The dialogue in this movie is fantastic, and also serves to take us out of our typical version of this story. With its affected Shakespearean lilt (ringing out gorgeously from the mouths of mostly British actors talking in mostly-southern accents*, yet another layer of artifice), the film plays out more like Prospero enduring his Tempests. This is where the movie is MOST successful, bringing the power of the dialogue into congruence with the stark necessity of the imagery. Steve McQueen’s powerful, go-for-broke visual naturalism contrasts with the high rhetoric of the script’s words and leads to scenes filled with heartbreak and raw emotion. It also elevates the performances to a new level.
Michael Fassbender, as the story’s main antagonist (if you can call a man so broken an antagonist), definitely has the story’s meatiest role and he does a damn fine job sinking his teeth into it. He is particularly adept at finding the internal truth beneath the high-falluting talk. Additionally, not a enough nice things can also be said for Sarah Paulson, who plays his wife as emotionally turbulent and trapped, without ever really expecting audience sympathy.

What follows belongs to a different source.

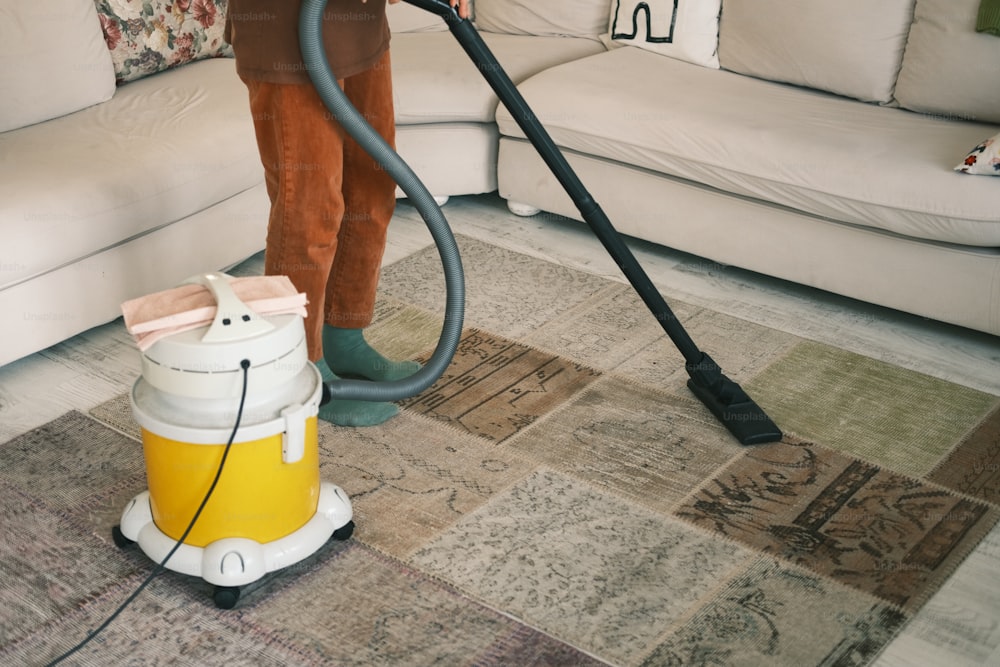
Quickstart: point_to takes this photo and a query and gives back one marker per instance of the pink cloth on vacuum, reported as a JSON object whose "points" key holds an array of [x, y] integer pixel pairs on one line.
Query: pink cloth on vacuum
{"points": [[154, 316]]}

Lupita Nyong’o, playing Patsy, a slave with whom Fassbender forms a terrible obsession, is a particular high point and brings a level of desperation and nuance to the role that really adds to her scenes. Chiwetel Ejiofor, as the film’s lead, is great, but I have some issues with the character. So much of Solomon relies on us seeing through his performance as a slave, and I felt like we only got glimpses into his head at the very end. It made the ending heartbreaking and beautiful, but it is one of the main reasons behind my more pressing criticism of the movie.
And here it is, the moment I admit that while 12 Years a Slave is a really good and interesting movie, buoyed up by great performances and a unique take on the material, it’s also way too damn long. And not in a way that makes you really feel Solomon’s pain (although there is an absolutely fantastic shot in the middle of the movie that perfectly exemplifies this idea); rather it’s long in a “look at all these amazing actors and their great performances – fuck we cant cut ANY of them” kind of way. Partially this is due to the fact that while Solomon undoubtedly changes a lot throughout the course of the film, his character arch is still rather static – that is, he goes from a good man and loving father to a good man and loving father who has seen the worst parts of humanity. It’s not that this is a bad storyline – it could just be shorter.
The only other criticism I have of the movie is the overuse of famous faces, or rather the use of one particular famous face. I guess I understand that when Brad Pitt is producing your movie, and wants to play a minor, albeit pivotal, role in it, you say yes. So I can’t fault anyone (not Director Steve McQueen and not Producer Brad Pitt) for thinking it was a good idea to make Pitt’s face the face of Solomon’s salvation. But using the world’s biggest movie star in the role removes from a pivotal story beat the element of ambiguity that had so successfully pervaded the rest of Solomon’s trials, and ultimately proves distracting, right when the focus of the film should have been squarely on Ejiofor and Fassbender’s final confrontation.
Overall, though, 12 Years A Slave is an astounding movie, the type of film that the end of the calendar year was made for. It will be up for all sorts of awards this season, and it will win a whole bundle of them, because it is a complicated dive with a high level of difficulty. That it only measures up to 90% of its promise – that it had so much good footage that they couldn’t bare to cut some of it – only speaks to how interesting the film is.
*With the exception of Benedict Cumberbatch, who, God love him, cant do a southern accent.